You can only live three days without it. All living things need it. And it’s one of the many luxuries that sets RV camping apart from tent camping. That’s right, we’re talking about running water. Here is our guide that provides you everything you need to know about getting the water flowing in your rig.
When you’re traveling from campsite to campsite, the quality of water will change depending on your location. To ensure your water quality, we recommend taking a few steps to filter your water so that it is always at the same high quality. You can easily install Brita filters on the kitchen sink, or buy a pourable filter that fits in your RVs fridge. On top of these filters, it’s always a good idea to use a carbon filter on the hose hookup to the city water. This takes out some of the impurities and particles right from the source.
GET IT FLOWING
Many campgrounds have fresh water hookups at each site. To prevent RV pipes from bursting, it’s a good idea to use a pressure regulator to control the water pressure coming out of the ground. Then, simply take your hose and plug it into the city water hookup on your RV. Always use a certified potable water hose. You can easily keep your hoses organized by noting that the certified water hose is white in color. A simple garden hose will not work when you are hooking up to water.
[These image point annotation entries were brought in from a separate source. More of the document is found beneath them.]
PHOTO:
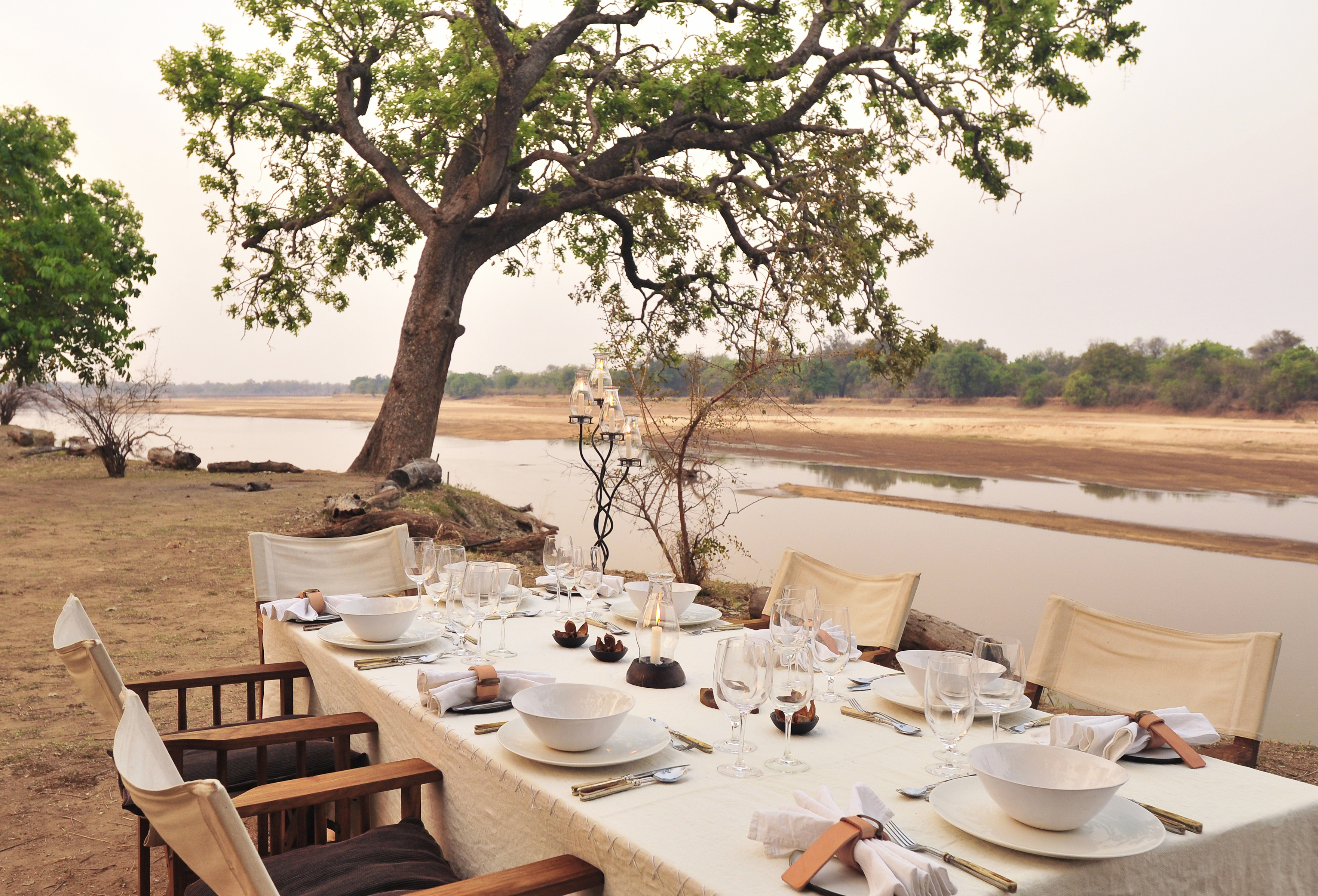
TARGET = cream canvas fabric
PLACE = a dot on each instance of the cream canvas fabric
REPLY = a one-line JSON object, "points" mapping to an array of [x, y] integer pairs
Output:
{"points": [[284, 566], [89, 663], [197, 819], [1126, 666], [878, 604]]}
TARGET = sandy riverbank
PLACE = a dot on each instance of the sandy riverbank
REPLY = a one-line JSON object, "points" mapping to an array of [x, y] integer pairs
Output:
{"points": [[990, 438]]}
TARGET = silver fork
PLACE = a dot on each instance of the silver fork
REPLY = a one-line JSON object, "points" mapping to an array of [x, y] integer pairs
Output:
{"points": [[902, 840]]}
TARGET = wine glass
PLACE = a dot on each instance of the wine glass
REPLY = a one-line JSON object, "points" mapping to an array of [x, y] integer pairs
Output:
{"points": [[832, 627], [950, 707], [790, 685], [420, 562], [1003, 692], [508, 599], [741, 682]]}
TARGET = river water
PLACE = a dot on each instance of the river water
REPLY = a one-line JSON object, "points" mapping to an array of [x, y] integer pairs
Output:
{"points": [[990, 578]]}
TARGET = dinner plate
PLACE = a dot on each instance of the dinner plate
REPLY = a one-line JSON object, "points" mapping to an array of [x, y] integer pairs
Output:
{"points": [[696, 614], [421, 633], [1121, 829], [636, 738], [897, 690]]}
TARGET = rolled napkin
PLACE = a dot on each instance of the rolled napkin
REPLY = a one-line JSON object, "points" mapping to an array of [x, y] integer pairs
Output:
{"points": [[1114, 737], [301, 609], [442, 690], [889, 869]]}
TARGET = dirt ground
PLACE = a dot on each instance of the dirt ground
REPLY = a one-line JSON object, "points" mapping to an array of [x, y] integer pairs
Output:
{"points": [[160, 561], [1135, 448]]}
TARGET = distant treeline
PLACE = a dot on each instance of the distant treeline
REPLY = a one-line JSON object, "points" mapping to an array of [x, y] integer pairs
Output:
{"points": [[1272, 376]]}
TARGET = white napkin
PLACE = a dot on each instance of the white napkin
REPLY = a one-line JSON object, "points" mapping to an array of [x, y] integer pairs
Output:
{"points": [[889, 869], [441, 691], [300, 608], [1114, 737]]}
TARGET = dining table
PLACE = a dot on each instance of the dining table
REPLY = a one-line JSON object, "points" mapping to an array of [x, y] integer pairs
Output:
{"points": [[495, 810]]}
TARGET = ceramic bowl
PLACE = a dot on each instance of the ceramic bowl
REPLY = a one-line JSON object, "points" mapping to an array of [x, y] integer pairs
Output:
{"points": [[682, 596], [573, 717], [1047, 787], [379, 619], [915, 662]]}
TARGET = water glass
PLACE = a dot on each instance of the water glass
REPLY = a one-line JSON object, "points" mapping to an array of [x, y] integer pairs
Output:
{"points": [[1003, 692], [832, 626], [950, 707], [741, 682], [790, 687]]}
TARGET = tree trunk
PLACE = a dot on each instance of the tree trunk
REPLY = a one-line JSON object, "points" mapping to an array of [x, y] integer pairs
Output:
{"points": [[405, 427]]}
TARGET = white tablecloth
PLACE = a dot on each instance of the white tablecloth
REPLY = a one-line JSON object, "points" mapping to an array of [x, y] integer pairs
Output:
{"points": [[496, 811]]}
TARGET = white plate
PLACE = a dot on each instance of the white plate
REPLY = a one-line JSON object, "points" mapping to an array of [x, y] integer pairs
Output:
{"points": [[696, 614], [897, 690], [421, 633], [636, 738], [1121, 829]]}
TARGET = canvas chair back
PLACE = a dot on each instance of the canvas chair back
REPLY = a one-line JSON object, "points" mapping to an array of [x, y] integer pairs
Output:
{"points": [[1126, 666], [196, 819], [878, 605], [371, 564], [88, 662]]}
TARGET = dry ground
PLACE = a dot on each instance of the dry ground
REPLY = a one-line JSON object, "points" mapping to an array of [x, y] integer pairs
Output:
{"points": [[160, 561]]}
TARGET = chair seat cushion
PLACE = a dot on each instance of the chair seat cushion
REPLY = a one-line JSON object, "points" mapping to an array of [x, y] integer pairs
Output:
{"points": [[383, 862]]}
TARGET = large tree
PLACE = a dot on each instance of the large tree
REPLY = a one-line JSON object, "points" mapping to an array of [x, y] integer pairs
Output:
{"points": [[692, 153], [72, 256]]}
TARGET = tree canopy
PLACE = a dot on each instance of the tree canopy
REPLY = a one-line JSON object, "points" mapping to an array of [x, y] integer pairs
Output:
{"points": [[72, 256]]}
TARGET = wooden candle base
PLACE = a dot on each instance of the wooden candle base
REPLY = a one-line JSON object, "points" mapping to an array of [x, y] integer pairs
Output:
{"points": [[648, 675]]}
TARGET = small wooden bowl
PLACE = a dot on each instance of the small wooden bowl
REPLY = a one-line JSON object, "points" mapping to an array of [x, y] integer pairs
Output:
{"points": [[608, 655], [798, 728]]}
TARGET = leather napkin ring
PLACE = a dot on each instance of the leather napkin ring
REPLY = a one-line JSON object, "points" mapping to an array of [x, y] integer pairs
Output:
{"points": [[487, 683], [1159, 729], [837, 841]]}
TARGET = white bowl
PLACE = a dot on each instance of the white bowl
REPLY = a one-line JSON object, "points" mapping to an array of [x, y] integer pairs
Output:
{"points": [[379, 619], [682, 595], [573, 717], [915, 662], [1054, 788]]}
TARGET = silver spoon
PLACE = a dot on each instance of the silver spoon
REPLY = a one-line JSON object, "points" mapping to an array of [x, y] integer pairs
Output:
{"points": [[923, 792]]}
Make sure your bypass valve is turned to the “bypass” side instead of the “fill tank” option, and turn off your water pump. Now, just turn on the city water and you are good to go! We also suggest examining the whole line to make sure that there are no leaks.
If you are camping without a water utility hookup, make sure that you ration out your water. You don’t want to run out while you’re at the campground. Think about rationing your water as if you were tent camping. Of course, you will have a lot more water because RV tanks can hold 50 gallons or more, but it’s important to remember to use the water sparingly, especially if you are on an extended trip.
TAKE THE TEMP
It’s important to protect your water hose when temperatures are very high and very low. When a hose under pressure is exposed to extreme temperatures, it can weaken and split the hose making it fail. If you’re on an extended trip and plan to remain stationary for a long period of time, it’s a good idea to insulate your hose.
Once you leave the campsite, make sure that you let your tank completely drain out. If you leave a little bit of water in your tank for a long time, you could start to smell a foul odor. To get rid of the stale water, it’s best to rinse out the system with a fresh water system cleaner like Spring Fresh. First, close your drains.Then fill the system with water and Spring Fresh according to the directions and let the mixture sit in the tank for 12 hours, and then rinse the whole system out until it smells good. For extra cleansing take your camper for a drive to jostle the fluid in your system around to enhance cleaning.
There you have all of our best tips to get the water flowing in your rig! Of course, we know that living the Good Life means being well hydrated. So fill up the fresh water tank, and let’s get livin’!